Chapter and Verse

DSA members march in support of NYC-DSA’s #DEFUNDNYPD campaign. Photo courtesy instagram.com/nycdsa
After the murder of George Floyd on May 25, DSAers across the country stood up to defend Black lives and defund police to re-fund our community services. Members attended and provided security for mass protests, coordinated jail support, supplied protesters with food and water, and raised money for bail funds.
In Minneapolis, Twin Cities DSA joined local actions immediately after Floyd’s death, then continued to support their community by providing hot meals, fresh produce, and other food supplies to South Side residents when grocery stores were shuttered during the protests.

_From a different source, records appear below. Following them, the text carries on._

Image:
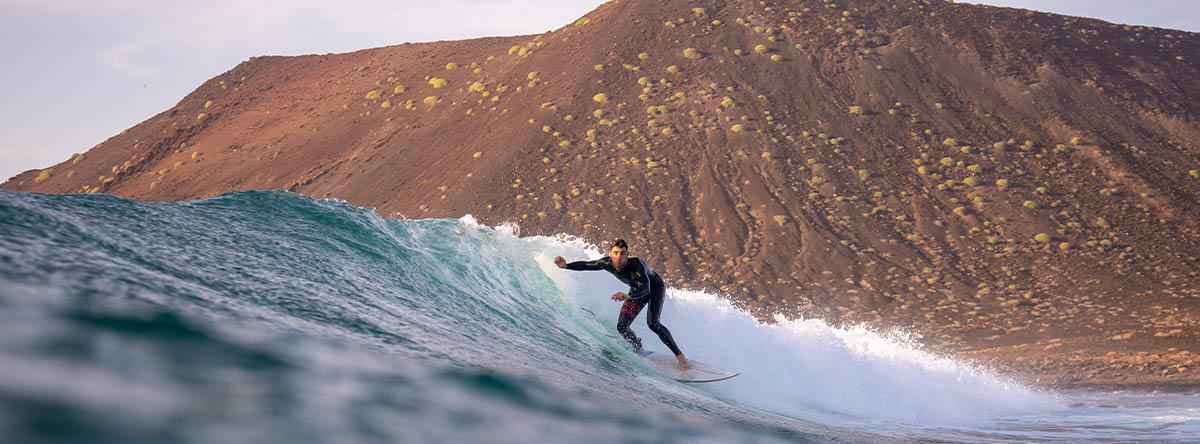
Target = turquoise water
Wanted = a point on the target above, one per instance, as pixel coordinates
(267, 317)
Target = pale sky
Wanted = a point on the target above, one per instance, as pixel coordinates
(79, 71)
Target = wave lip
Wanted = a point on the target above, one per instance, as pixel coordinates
(319, 321)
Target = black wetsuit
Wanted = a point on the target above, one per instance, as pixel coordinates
(646, 287)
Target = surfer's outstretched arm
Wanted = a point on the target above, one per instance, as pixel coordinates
(641, 291)
(585, 265)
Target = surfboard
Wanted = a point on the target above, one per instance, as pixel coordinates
(700, 372)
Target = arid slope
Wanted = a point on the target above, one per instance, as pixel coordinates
(1019, 187)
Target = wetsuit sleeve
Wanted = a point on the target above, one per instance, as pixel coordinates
(585, 265)
(643, 289)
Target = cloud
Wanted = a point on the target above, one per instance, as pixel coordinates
(121, 55)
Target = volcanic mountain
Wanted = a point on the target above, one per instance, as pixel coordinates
(1019, 187)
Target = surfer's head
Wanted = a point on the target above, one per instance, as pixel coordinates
(618, 251)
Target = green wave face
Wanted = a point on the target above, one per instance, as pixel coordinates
(268, 317)
(271, 317)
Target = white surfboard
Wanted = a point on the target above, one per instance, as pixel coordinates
(700, 372)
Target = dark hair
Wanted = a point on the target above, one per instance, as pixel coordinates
(618, 243)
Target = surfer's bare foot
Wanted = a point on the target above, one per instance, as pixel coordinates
(683, 363)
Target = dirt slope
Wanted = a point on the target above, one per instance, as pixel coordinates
(1019, 187)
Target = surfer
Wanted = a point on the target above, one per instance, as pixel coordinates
(646, 287)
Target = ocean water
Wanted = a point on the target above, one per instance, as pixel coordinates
(270, 317)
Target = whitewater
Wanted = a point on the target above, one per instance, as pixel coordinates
(265, 317)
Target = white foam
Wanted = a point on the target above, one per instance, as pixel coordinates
(798, 367)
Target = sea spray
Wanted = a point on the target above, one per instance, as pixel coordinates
(269, 316)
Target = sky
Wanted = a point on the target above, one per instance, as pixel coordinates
(77, 72)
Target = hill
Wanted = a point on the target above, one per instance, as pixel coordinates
(1020, 187)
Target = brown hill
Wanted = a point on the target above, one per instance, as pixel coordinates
(1020, 187)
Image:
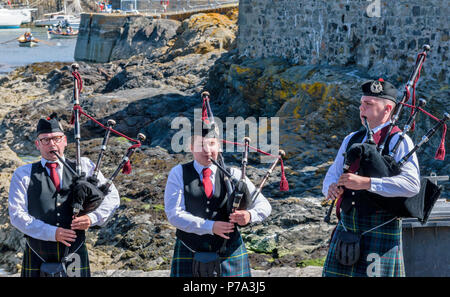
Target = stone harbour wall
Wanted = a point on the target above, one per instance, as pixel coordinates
(382, 36)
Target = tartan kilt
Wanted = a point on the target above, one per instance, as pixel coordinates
(381, 249)
(234, 263)
(31, 262)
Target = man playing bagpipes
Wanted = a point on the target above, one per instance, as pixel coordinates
(378, 232)
(42, 199)
(375, 178)
(208, 242)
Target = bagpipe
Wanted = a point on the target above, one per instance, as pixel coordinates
(86, 191)
(238, 194)
(372, 160)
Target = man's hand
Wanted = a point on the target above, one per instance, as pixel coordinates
(354, 182)
(334, 192)
(220, 228)
(241, 217)
(65, 236)
(81, 223)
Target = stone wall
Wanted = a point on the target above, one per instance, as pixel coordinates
(382, 36)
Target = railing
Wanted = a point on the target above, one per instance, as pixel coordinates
(171, 6)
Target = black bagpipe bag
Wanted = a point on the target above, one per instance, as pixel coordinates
(373, 164)
(85, 194)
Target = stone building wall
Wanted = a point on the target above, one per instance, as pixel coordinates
(382, 36)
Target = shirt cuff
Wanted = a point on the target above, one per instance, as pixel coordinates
(208, 226)
(376, 184)
(52, 233)
(253, 215)
(93, 218)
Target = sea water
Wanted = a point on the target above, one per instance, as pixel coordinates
(51, 50)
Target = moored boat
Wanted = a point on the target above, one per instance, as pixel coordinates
(10, 18)
(53, 34)
(27, 40)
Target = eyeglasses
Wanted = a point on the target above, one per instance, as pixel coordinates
(56, 139)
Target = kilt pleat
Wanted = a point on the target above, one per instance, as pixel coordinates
(381, 249)
(234, 263)
(31, 262)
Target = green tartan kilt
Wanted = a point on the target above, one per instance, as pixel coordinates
(381, 249)
(234, 263)
(31, 262)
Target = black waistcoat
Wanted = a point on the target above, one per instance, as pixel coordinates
(51, 207)
(199, 205)
(361, 199)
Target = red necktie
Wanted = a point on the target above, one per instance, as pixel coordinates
(53, 174)
(207, 184)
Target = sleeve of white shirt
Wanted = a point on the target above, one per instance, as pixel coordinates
(336, 169)
(407, 183)
(18, 208)
(111, 201)
(175, 208)
(260, 208)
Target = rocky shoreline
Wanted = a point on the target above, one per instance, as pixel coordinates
(144, 92)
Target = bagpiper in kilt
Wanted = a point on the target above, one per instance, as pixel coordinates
(196, 203)
(40, 205)
(367, 239)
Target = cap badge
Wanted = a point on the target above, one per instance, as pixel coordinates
(376, 87)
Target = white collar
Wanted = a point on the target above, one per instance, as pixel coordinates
(378, 128)
(199, 168)
(45, 161)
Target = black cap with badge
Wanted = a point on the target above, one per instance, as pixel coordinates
(379, 88)
(49, 125)
(208, 130)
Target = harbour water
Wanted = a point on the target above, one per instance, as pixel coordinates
(50, 50)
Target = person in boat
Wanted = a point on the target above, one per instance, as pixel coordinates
(28, 36)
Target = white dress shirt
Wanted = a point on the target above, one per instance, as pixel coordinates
(27, 224)
(180, 218)
(406, 184)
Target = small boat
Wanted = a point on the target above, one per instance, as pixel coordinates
(55, 19)
(53, 34)
(10, 18)
(28, 43)
(24, 42)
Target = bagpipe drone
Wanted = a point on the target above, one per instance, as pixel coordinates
(86, 192)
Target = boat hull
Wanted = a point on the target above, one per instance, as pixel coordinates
(28, 44)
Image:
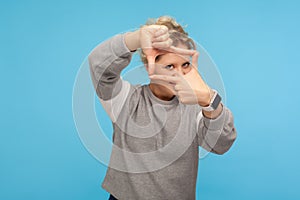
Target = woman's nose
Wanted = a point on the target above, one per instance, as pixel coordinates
(179, 70)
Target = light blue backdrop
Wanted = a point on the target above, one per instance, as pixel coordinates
(255, 45)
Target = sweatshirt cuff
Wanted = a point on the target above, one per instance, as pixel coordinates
(119, 47)
(217, 123)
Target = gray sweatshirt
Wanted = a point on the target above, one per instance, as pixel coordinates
(156, 142)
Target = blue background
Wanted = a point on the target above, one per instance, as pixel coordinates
(255, 45)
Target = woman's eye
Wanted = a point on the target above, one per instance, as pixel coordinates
(186, 65)
(169, 67)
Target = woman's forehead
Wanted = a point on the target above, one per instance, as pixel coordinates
(172, 57)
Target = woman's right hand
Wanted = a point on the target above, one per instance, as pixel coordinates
(152, 39)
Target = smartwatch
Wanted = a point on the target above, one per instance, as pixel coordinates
(214, 102)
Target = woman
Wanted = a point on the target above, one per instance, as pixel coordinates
(158, 127)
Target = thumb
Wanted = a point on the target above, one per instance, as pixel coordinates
(151, 64)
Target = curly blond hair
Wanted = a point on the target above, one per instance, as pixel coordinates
(177, 33)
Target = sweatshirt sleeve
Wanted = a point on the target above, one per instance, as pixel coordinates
(106, 62)
(216, 135)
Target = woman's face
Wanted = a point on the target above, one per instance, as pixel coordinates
(170, 64)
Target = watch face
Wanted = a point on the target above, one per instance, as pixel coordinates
(216, 102)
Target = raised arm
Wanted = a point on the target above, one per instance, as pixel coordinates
(216, 135)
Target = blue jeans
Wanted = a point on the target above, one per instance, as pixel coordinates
(111, 197)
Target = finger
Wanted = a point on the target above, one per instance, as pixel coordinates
(181, 51)
(161, 30)
(171, 79)
(161, 38)
(162, 45)
(151, 64)
(195, 60)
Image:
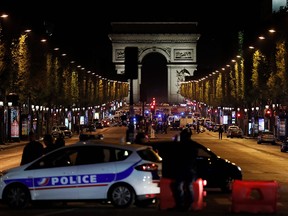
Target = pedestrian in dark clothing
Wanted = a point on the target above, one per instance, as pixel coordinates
(185, 175)
(60, 141)
(32, 150)
(186, 134)
(220, 130)
(49, 143)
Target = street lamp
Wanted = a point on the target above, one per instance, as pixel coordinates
(37, 121)
(9, 120)
(2, 122)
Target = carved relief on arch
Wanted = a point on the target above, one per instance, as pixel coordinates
(165, 51)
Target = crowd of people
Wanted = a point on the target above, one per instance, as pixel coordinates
(35, 149)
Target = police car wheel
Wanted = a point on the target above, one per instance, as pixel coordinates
(121, 196)
(17, 197)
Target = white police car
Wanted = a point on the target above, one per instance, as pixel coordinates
(120, 173)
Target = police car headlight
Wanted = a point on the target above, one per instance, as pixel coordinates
(2, 173)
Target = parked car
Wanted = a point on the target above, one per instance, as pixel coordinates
(216, 127)
(61, 130)
(218, 172)
(234, 131)
(99, 125)
(92, 170)
(89, 128)
(266, 137)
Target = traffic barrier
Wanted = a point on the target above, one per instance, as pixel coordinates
(199, 194)
(254, 196)
(166, 199)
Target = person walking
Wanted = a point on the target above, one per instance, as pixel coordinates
(220, 130)
(32, 150)
(60, 141)
(49, 143)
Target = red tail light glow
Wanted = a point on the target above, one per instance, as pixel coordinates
(147, 167)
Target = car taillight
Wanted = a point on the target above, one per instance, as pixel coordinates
(147, 167)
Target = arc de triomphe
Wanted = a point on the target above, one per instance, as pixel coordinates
(176, 41)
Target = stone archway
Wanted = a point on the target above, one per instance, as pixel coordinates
(154, 78)
(176, 42)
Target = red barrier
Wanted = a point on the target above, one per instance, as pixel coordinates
(199, 194)
(254, 196)
(166, 199)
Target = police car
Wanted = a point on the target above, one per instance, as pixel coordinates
(119, 173)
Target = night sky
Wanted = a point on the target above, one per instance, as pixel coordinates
(81, 28)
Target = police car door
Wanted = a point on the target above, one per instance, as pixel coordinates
(54, 176)
(96, 172)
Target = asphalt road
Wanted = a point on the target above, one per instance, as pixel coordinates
(217, 203)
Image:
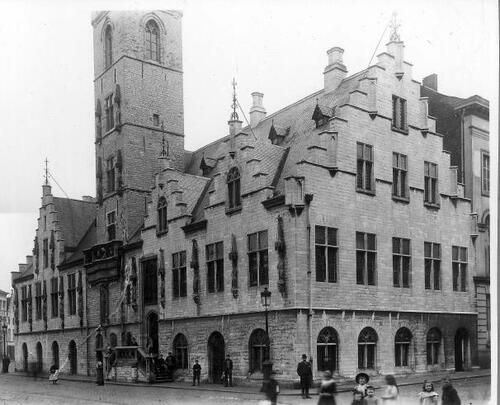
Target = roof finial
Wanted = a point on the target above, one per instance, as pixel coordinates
(46, 172)
(394, 28)
(234, 114)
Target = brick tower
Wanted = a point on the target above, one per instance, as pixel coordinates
(138, 83)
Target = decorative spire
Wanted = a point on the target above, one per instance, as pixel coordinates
(394, 28)
(234, 114)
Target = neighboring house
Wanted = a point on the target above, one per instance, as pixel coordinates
(343, 205)
(464, 124)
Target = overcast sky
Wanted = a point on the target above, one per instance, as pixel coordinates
(276, 47)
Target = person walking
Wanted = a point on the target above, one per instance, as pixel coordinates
(99, 372)
(428, 396)
(327, 390)
(196, 372)
(450, 395)
(271, 389)
(228, 371)
(304, 370)
(391, 392)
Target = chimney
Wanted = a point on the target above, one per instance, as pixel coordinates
(257, 111)
(430, 81)
(336, 71)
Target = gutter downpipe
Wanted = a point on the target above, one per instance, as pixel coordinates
(308, 199)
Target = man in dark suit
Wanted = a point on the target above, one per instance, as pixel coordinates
(304, 370)
(228, 371)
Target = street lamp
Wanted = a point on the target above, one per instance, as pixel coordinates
(267, 365)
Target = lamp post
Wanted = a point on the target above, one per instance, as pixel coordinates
(5, 359)
(267, 365)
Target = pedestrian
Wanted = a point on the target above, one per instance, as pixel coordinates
(450, 395)
(304, 370)
(357, 398)
(99, 372)
(53, 374)
(271, 389)
(391, 392)
(362, 381)
(370, 398)
(428, 396)
(327, 389)
(196, 372)
(228, 371)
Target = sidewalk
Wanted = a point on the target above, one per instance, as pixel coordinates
(342, 386)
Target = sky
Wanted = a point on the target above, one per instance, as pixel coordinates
(275, 47)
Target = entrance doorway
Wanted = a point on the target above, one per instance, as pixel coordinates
(152, 324)
(73, 358)
(216, 355)
(461, 349)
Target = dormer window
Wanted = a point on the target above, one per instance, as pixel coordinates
(152, 41)
(233, 187)
(162, 215)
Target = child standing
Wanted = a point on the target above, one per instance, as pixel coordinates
(428, 396)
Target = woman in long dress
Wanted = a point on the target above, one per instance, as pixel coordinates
(327, 390)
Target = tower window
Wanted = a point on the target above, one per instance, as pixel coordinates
(108, 47)
(152, 41)
(110, 118)
(233, 187)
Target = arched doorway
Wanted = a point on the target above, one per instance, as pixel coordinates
(73, 359)
(55, 354)
(25, 357)
(216, 355)
(461, 349)
(152, 324)
(39, 357)
(259, 349)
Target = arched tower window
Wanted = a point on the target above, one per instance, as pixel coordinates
(327, 353)
(402, 347)
(233, 188)
(108, 47)
(162, 214)
(152, 41)
(367, 348)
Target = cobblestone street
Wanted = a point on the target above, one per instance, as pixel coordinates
(15, 389)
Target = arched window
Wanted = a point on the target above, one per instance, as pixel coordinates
(113, 340)
(327, 350)
(152, 41)
(180, 351)
(108, 47)
(433, 346)
(367, 348)
(162, 214)
(259, 349)
(233, 188)
(402, 347)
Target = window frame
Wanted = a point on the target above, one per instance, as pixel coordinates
(400, 188)
(365, 168)
(398, 256)
(328, 249)
(366, 252)
(459, 268)
(431, 185)
(258, 258)
(431, 261)
(179, 283)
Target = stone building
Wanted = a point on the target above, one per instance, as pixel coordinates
(464, 124)
(343, 205)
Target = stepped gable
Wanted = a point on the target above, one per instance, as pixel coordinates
(75, 217)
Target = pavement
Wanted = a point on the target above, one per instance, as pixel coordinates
(343, 385)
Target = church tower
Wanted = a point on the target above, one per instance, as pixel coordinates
(138, 84)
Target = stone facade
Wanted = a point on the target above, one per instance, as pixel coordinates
(196, 237)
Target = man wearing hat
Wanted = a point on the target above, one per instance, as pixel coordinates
(362, 380)
(304, 371)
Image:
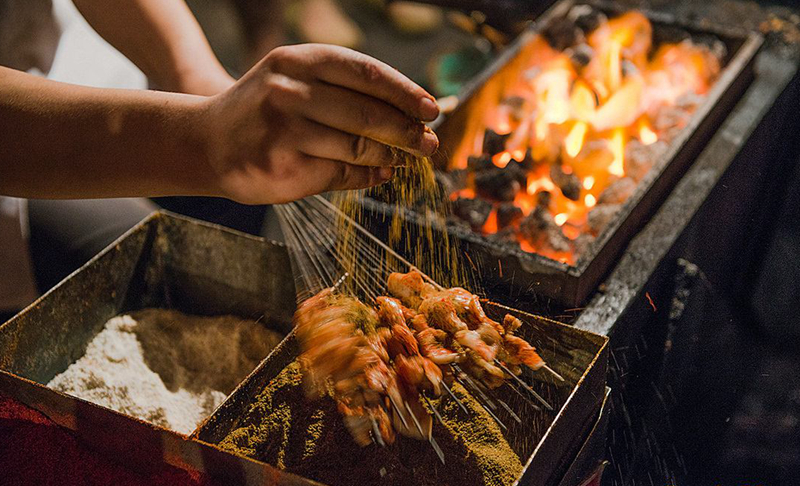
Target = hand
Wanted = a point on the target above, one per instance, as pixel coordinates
(313, 118)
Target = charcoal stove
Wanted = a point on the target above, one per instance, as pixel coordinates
(508, 269)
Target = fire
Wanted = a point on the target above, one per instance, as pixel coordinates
(567, 126)
(617, 167)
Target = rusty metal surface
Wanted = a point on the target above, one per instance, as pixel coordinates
(511, 268)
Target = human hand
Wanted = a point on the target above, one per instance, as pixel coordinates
(313, 118)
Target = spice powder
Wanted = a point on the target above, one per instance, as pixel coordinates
(309, 438)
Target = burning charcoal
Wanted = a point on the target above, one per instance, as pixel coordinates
(516, 105)
(688, 101)
(601, 215)
(716, 46)
(629, 68)
(506, 235)
(452, 181)
(581, 243)
(667, 34)
(569, 184)
(507, 215)
(493, 143)
(639, 158)
(561, 35)
(541, 231)
(618, 192)
(586, 17)
(580, 55)
(472, 211)
(497, 184)
(477, 163)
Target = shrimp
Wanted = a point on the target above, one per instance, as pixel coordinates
(472, 340)
(409, 287)
(520, 352)
(402, 342)
(430, 345)
(390, 312)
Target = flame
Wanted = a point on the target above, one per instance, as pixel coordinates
(582, 117)
(502, 159)
(542, 183)
(617, 166)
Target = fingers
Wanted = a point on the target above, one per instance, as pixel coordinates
(330, 143)
(361, 115)
(333, 175)
(358, 72)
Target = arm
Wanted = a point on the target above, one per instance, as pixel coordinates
(305, 120)
(163, 39)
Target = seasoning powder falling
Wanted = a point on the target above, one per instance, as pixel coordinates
(308, 438)
(165, 367)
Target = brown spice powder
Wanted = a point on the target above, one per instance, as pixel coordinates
(309, 438)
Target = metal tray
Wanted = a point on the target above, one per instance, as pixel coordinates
(513, 270)
(198, 268)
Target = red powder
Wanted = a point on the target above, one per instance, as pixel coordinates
(34, 450)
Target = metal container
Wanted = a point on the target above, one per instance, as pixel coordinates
(174, 262)
(511, 270)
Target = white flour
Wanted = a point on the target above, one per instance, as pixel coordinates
(166, 367)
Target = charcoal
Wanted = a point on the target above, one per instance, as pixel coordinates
(473, 211)
(477, 163)
(508, 214)
(667, 34)
(639, 158)
(541, 231)
(569, 184)
(587, 18)
(527, 163)
(580, 55)
(716, 46)
(601, 215)
(493, 143)
(450, 182)
(670, 117)
(517, 106)
(618, 192)
(582, 242)
(497, 184)
(563, 34)
(543, 199)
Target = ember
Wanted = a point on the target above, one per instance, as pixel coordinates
(583, 125)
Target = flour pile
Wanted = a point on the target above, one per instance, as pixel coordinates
(165, 367)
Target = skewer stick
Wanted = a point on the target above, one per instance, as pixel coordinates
(398, 410)
(553, 372)
(414, 418)
(435, 412)
(524, 397)
(454, 397)
(524, 385)
(376, 432)
(495, 417)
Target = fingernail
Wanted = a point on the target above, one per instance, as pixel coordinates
(430, 142)
(385, 173)
(429, 109)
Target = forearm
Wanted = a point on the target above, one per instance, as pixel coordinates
(163, 39)
(65, 141)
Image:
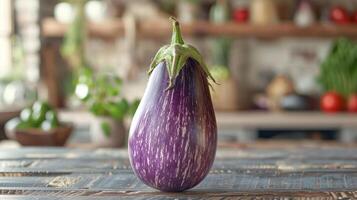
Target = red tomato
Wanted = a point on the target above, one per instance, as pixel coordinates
(332, 102)
(339, 15)
(352, 103)
(241, 15)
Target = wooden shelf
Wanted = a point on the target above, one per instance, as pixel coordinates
(155, 29)
(286, 120)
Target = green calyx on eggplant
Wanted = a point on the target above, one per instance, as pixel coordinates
(176, 55)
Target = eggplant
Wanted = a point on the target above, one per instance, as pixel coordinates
(173, 134)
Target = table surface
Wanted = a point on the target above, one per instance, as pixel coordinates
(278, 170)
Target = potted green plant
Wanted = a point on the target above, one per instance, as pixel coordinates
(338, 76)
(101, 94)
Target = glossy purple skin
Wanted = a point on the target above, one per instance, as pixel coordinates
(173, 136)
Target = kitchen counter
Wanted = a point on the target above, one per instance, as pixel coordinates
(272, 170)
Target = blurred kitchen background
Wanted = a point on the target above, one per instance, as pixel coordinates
(72, 72)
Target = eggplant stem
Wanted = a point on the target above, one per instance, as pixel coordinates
(176, 32)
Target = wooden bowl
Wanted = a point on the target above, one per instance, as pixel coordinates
(39, 137)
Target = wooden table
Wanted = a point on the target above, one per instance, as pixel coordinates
(266, 170)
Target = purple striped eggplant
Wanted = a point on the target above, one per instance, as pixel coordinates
(173, 135)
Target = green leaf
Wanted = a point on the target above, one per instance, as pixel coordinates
(106, 129)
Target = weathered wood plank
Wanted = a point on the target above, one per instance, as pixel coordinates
(313, 173)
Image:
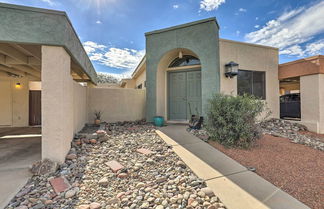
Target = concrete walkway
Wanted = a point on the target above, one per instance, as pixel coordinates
(19, 148)
(226, 171)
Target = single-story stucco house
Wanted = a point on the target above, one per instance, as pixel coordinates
(42, 66)
(186, 64)
(306, 77)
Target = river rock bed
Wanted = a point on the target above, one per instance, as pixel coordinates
(157, 179)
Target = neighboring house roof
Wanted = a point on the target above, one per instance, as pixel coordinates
(29, 25)
(212, 19)
(302, 67)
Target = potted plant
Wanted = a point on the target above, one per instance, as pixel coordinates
(97, 117)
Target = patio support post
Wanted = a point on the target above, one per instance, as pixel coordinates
(57, 103)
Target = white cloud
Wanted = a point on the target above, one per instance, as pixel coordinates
(315, 48)
(176, 6)
(120, 58)
(50, 2)
(294, 50)
(291, 29)
(209, 5)
(242, 10)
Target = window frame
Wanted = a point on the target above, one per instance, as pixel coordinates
(252, 88)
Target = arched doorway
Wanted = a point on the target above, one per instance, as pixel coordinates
(184, 88)
(179, 85)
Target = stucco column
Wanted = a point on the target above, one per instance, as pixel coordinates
(312, 102)
(57, 103)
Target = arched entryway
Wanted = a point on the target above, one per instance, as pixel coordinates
(179, 85)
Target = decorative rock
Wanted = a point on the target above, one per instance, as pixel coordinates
(114, 165)
(103, 181)
(93, 141)
(71, 156)
(122, 175)
(112, 201)
(44, 167)
(70, 193)
(140, 185)
(209, 192)
(144, 151)
(161, 181)
(60, 184)
(95, 205)
(83, 207)
(22, 207)
(181, 164)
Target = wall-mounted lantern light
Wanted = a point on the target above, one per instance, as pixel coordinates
(231, 69)
(18, 85)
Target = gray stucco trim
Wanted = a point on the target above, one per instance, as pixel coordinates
(211, 19)
(29, 25)
(202, 39)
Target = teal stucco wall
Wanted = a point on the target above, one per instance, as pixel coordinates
(202, 38)
(28, 25)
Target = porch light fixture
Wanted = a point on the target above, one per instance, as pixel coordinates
(180, 54)
(231, 69)
(18, 85)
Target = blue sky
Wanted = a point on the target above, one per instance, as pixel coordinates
(112, 31)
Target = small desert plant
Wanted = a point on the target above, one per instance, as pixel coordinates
(233, 120)
(97, 115)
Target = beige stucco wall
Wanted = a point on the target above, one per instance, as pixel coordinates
(116, 104)
(251, 57)
(14, 109)
(35, 85)
(141, 79)
(57, 103)
(312, 102)
(79, 106)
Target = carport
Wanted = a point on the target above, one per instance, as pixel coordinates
(306, 77)
(42, 64)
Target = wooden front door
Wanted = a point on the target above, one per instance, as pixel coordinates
(35, 113)
(184, 94)
(5, 103)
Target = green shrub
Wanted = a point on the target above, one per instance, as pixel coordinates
(232, 120)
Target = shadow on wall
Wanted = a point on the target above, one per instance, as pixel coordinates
(116, 104)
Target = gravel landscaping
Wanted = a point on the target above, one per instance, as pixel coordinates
(287, 156)
(124, 165)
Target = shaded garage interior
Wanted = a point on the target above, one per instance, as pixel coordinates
(19, 149)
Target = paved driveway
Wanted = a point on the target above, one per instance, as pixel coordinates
(19, 148)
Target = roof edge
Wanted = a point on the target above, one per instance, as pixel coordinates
(55, 12)
(211, 19)
(251, 44)
(303, 60)
(32, 9)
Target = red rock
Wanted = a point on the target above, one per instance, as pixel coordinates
(122, 175)
(93, 141)
(114, 165)
(121, 194)
(95, 205)
(60, 184)
(86, 141)
(190, 200)
(144, 151)
(101, 132)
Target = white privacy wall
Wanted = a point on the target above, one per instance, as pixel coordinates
(116, 104)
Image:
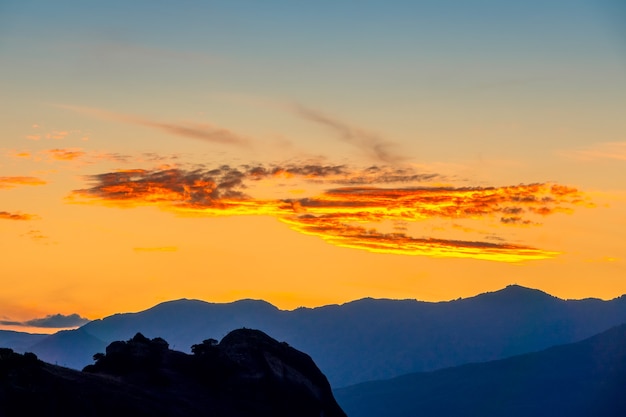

In Houston, where Floyd grew up, Houston DSA joined area protests, then co-hosted a Juneteenth weekend Essential Workers Car Caravan for Black Lives with unions and other labor organizations.
In partnership with Black and indigenous families affected by police violence, Seattle DSA’s AFROSOC caucus led a march of over 1,000 people through Seattle’s wealthiest neighborhood to Mayor Jenny Durkan’s mansion, with speakers from the Family of Charleena Lyles, Missing and Murdered Indigenous People & Families, Decriminalize Seattle, and many more.
In California, DSA San Francisco and East Bay DSA joined the International Longshore and Warehouse Union (ILWU)’s West Coast port shutdown to celebrate Juneteenth, end systemic racism and police terror, and stop the privatization of the Oakland port.
After a month of street protests throughout the five boroughs, members of NYC DSA’s Afrosocialists and Socialists of Color Caucus became part of the organizing committee of a weeks-long occupation outside City Hall demanding that the city defund the NYPD.
On what would have been Breonna Taylor’s birthday, DSA North Texas joined In Defense Of Black Lives Dallas in protest. And on Juneteenth weekend, they held a Defund the Police event to talk about what Dallas’s future might look like without so many cops in the streets.